The Legend of Korra Book 3: Change gets four and a half out of five quotes from the great airbending Guru Laghima.

Mara Fabella is a visual artist, writer, retired martial artist, yoga practitioner, booper of cat noses, and lifelong lover of mint chocolate chip ice cream.


  1. Book 3 is the first of Korra's seasons that I felt actually began to rival Last Airbender's. It's just so good.

  2. I'm so glad you enjoyed season 3! Zaheer, imo, is the best baddie of the series. He's really scary. I love that airbending came back into the world! I've always wondered if the world of Pro-Bending altered after this. Like did they introduce airbending into the arena? Or were all the airbenders too focused on Air Temple Island. The baby bison are unpardonably cute. I love the character development Bolin got. lavabending, baby! I loved his and Mako's grandmother too.

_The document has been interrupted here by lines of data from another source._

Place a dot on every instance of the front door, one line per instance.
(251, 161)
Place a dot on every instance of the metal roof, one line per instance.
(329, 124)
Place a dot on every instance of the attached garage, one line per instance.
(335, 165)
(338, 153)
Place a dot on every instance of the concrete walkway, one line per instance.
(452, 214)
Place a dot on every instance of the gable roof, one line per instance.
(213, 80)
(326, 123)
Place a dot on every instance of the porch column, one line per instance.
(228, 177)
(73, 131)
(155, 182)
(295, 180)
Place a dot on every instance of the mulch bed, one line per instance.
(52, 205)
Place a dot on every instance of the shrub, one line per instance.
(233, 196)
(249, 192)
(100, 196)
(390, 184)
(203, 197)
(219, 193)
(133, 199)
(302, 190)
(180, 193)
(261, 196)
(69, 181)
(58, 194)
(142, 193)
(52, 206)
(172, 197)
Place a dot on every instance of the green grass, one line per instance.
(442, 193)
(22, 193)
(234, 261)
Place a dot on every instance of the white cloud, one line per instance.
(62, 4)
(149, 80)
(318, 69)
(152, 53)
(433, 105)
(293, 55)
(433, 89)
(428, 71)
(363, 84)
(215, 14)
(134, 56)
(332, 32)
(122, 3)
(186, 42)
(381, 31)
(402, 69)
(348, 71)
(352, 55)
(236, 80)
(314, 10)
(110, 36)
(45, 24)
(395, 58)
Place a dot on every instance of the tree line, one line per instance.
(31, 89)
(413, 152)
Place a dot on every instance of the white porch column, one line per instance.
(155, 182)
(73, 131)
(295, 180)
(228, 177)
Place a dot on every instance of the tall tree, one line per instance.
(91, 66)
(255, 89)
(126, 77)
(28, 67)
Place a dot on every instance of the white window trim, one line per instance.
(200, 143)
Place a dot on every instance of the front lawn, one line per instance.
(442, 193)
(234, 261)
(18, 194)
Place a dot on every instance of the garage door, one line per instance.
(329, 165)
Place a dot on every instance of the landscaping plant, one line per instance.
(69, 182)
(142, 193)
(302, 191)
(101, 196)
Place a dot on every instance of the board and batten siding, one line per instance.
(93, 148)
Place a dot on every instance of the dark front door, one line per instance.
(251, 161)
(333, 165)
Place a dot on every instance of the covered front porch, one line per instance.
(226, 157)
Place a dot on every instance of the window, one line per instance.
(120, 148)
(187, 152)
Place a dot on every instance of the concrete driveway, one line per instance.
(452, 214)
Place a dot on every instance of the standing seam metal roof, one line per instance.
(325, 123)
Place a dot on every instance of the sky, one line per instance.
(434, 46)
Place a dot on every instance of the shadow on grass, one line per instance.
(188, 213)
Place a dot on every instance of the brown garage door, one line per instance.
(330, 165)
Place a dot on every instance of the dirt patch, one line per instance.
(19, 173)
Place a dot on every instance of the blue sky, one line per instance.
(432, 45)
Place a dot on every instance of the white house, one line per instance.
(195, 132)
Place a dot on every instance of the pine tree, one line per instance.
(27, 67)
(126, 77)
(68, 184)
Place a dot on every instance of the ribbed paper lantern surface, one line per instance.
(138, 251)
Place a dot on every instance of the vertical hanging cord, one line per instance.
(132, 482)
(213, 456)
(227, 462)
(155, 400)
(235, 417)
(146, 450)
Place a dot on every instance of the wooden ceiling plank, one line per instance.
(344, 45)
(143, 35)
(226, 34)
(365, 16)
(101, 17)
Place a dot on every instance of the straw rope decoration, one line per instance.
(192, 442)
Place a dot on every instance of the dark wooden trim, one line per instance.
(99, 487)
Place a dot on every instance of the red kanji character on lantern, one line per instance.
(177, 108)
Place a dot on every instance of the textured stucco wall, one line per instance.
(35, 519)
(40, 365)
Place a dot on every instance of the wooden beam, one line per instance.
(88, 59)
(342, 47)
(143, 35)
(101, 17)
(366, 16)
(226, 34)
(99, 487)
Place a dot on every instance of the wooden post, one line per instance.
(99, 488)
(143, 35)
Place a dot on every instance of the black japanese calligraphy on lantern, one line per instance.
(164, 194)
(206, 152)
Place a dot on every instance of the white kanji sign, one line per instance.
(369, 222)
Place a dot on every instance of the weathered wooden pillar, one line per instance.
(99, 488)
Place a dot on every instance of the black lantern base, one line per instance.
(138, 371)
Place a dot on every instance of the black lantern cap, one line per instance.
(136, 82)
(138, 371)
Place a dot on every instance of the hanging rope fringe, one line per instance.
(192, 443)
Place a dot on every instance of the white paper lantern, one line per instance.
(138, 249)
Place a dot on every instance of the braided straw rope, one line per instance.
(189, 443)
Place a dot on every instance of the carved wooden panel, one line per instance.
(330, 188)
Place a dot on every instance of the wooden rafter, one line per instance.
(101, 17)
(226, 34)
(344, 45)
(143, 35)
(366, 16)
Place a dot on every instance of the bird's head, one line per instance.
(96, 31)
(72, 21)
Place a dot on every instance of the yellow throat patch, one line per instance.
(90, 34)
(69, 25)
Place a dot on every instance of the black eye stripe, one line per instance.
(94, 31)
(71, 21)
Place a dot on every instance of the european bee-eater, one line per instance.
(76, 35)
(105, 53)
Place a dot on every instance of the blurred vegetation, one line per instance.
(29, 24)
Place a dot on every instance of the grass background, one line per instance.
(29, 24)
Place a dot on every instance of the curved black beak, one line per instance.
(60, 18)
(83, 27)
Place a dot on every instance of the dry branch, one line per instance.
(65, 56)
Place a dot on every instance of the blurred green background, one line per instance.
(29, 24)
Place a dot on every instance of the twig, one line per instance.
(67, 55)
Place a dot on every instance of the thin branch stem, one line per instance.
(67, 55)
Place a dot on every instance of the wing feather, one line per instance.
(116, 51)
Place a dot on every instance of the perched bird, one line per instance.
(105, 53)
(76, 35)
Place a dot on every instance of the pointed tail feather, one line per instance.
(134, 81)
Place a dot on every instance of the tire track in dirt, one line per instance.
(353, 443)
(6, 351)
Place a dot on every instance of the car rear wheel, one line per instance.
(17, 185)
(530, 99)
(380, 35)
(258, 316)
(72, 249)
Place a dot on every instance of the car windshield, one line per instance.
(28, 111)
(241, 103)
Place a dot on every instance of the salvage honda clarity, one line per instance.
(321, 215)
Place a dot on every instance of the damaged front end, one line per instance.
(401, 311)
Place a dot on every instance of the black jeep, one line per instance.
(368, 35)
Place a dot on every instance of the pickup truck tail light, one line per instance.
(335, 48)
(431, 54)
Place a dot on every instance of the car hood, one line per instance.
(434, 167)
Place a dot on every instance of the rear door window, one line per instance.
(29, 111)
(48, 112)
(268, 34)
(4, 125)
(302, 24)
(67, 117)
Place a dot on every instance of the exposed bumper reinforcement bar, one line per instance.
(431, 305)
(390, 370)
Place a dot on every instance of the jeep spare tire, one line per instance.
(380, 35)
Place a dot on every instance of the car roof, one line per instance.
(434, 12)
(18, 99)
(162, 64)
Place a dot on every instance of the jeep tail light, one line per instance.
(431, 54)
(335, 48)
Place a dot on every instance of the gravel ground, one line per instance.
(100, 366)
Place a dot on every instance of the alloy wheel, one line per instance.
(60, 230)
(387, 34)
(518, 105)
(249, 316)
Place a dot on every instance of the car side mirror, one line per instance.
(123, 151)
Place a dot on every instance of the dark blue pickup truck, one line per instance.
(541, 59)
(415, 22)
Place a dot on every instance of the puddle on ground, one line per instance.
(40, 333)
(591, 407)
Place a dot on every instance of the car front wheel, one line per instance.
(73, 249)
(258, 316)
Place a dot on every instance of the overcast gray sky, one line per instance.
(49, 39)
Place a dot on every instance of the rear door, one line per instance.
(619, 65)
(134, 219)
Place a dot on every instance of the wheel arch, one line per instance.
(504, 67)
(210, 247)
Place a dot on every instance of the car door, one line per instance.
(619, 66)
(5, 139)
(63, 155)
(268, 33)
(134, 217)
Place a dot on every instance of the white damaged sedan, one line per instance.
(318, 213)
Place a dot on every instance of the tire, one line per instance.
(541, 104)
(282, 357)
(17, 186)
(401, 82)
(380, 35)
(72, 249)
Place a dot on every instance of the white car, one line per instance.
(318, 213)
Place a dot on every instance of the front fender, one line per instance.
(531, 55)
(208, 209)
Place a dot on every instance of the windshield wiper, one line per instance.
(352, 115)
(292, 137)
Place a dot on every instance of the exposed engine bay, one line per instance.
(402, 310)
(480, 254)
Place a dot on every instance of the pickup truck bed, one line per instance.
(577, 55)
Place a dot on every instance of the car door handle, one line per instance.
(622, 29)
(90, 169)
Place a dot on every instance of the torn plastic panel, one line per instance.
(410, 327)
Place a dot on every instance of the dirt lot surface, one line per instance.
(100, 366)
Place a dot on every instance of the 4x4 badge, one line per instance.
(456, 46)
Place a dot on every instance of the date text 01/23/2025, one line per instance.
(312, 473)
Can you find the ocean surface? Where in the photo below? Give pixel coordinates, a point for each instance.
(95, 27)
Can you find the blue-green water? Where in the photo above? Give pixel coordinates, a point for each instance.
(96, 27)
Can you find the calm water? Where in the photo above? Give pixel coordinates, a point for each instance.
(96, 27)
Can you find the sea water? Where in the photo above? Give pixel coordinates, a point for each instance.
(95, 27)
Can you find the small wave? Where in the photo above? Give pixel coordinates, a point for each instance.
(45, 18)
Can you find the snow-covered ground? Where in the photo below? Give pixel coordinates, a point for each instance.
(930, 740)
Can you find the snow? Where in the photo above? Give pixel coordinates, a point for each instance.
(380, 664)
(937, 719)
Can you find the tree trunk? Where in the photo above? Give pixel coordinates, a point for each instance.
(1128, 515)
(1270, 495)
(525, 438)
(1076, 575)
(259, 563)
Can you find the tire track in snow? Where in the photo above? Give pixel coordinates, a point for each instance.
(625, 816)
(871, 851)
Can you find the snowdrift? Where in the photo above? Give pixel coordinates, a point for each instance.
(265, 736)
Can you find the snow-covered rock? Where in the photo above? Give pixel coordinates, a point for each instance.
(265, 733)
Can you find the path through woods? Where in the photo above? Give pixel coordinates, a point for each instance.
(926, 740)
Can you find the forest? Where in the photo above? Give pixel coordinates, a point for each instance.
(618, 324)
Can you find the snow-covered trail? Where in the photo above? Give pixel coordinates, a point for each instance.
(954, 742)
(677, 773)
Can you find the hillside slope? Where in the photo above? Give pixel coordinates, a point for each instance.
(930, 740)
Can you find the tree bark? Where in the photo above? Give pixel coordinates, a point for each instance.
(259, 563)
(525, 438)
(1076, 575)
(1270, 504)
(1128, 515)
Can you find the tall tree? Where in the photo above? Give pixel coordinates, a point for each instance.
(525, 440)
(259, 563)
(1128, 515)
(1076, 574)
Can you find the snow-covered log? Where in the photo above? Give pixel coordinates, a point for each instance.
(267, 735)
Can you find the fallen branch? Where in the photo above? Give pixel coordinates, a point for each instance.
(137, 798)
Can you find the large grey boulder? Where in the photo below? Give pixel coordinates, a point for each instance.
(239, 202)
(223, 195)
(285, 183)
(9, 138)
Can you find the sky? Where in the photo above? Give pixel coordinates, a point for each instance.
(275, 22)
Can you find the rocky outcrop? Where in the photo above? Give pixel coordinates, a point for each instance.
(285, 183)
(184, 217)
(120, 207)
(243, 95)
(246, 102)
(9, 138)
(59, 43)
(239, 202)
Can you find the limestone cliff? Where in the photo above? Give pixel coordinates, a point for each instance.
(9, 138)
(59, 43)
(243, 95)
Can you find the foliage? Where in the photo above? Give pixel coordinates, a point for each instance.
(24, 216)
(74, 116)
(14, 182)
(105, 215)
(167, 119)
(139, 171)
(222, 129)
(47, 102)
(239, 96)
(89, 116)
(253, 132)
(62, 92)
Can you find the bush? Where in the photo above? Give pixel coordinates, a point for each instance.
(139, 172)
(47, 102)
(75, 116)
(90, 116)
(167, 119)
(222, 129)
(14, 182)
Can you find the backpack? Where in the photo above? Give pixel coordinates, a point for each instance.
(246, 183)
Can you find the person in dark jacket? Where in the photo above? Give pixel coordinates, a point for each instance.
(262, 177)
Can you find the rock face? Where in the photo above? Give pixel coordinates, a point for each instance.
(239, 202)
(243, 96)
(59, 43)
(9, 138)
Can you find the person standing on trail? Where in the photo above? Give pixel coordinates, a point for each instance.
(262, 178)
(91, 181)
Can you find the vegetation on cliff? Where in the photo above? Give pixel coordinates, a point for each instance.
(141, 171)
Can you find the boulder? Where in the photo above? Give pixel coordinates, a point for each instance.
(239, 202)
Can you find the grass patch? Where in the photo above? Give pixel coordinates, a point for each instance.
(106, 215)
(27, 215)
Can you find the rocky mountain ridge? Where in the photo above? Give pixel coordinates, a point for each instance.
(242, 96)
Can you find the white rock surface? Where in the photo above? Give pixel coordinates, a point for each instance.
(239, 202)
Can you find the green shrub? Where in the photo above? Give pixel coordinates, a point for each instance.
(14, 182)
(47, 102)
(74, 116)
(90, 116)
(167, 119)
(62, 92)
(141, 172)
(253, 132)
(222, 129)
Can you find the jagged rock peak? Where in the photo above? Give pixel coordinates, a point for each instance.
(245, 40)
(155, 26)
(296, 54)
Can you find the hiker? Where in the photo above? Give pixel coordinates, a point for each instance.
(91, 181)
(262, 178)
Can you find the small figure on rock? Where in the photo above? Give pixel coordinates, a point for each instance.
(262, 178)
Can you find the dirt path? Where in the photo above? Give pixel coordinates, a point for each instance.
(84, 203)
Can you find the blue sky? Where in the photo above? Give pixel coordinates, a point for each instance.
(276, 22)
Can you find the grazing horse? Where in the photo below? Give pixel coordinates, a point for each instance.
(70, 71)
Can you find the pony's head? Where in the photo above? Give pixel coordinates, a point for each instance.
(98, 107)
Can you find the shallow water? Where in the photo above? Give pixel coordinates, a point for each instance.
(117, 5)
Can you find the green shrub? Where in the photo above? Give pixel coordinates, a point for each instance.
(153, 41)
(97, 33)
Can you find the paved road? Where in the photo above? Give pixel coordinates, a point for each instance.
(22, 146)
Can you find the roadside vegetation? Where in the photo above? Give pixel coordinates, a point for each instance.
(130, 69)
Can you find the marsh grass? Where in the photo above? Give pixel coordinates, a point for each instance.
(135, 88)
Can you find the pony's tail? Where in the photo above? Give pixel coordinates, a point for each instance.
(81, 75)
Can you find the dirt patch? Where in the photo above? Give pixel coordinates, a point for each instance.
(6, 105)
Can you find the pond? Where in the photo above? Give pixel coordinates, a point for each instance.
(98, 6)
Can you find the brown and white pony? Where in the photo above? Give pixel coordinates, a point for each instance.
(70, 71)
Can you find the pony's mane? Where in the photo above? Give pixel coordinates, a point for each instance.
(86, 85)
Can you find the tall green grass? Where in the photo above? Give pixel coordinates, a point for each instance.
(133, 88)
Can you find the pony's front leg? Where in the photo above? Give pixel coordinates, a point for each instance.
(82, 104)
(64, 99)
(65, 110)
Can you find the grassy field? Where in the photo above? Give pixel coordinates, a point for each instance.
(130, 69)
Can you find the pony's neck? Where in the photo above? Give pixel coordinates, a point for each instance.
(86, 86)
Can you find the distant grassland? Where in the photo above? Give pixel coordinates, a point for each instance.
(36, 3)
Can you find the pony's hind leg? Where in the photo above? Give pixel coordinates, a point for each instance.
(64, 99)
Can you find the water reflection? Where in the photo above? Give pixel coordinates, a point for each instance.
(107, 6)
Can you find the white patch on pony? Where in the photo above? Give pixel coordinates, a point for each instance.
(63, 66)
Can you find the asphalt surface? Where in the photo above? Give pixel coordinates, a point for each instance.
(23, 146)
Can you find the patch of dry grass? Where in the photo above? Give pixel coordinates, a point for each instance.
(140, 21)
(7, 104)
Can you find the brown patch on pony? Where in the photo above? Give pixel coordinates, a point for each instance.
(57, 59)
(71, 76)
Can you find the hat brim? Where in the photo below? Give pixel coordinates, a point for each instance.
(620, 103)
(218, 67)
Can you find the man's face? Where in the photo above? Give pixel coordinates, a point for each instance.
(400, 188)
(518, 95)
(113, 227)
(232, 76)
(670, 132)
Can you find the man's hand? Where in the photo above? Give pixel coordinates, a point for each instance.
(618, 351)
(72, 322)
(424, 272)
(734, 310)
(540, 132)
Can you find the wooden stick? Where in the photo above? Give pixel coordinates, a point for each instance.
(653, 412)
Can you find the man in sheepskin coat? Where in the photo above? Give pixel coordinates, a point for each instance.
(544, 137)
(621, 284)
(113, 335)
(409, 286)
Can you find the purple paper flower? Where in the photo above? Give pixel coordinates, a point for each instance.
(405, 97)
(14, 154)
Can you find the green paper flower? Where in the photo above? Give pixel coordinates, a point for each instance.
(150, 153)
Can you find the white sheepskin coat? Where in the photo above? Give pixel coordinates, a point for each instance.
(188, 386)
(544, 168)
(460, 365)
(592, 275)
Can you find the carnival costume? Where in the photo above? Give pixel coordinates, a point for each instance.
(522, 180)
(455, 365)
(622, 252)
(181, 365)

I think I prefer season 4 to this one because I relate to Korra's arc more in that season but this one's really good too.

  3. Unknown - This season was amazing!

    sunbunny - I really loved this season. And yeah, a big part of that was because of Zaheer and the Red Lotus. I loved that Zaheer wasn't a stereotypical villain and that his motivations were pretty clear throughout the season. And watching him and his own dark team avatar was so much fun! I loved each member's unique introduction.

    Same sentiments about Pro-Bending. Something tells me the airbenders (or at least Tenzin's airbenders) would abide by their oath of non-violence. But since he did give the captured airbenders a choice whether they wanted to go with him or not, I guess there are still some out in the world who may want to try the sport? It would be cool to see how they might have integrated a fourth element.

    Bolin as a lavabender was such a cool twist! I love how fluid (literally) a bending style it is, especially considering it's a subset of earthbending. I also liked how his and Mako's family storyline wasn't abandoned after their first encounter. That they still went back for them, and you can even see their grandma at Jinora's ceremony!

    I feel like Korra's arc from now on is split into two seasons, with this being the first half. I enjoyed how more relaxed Korra was in the first half of the season, considering how darkly this one ends for her.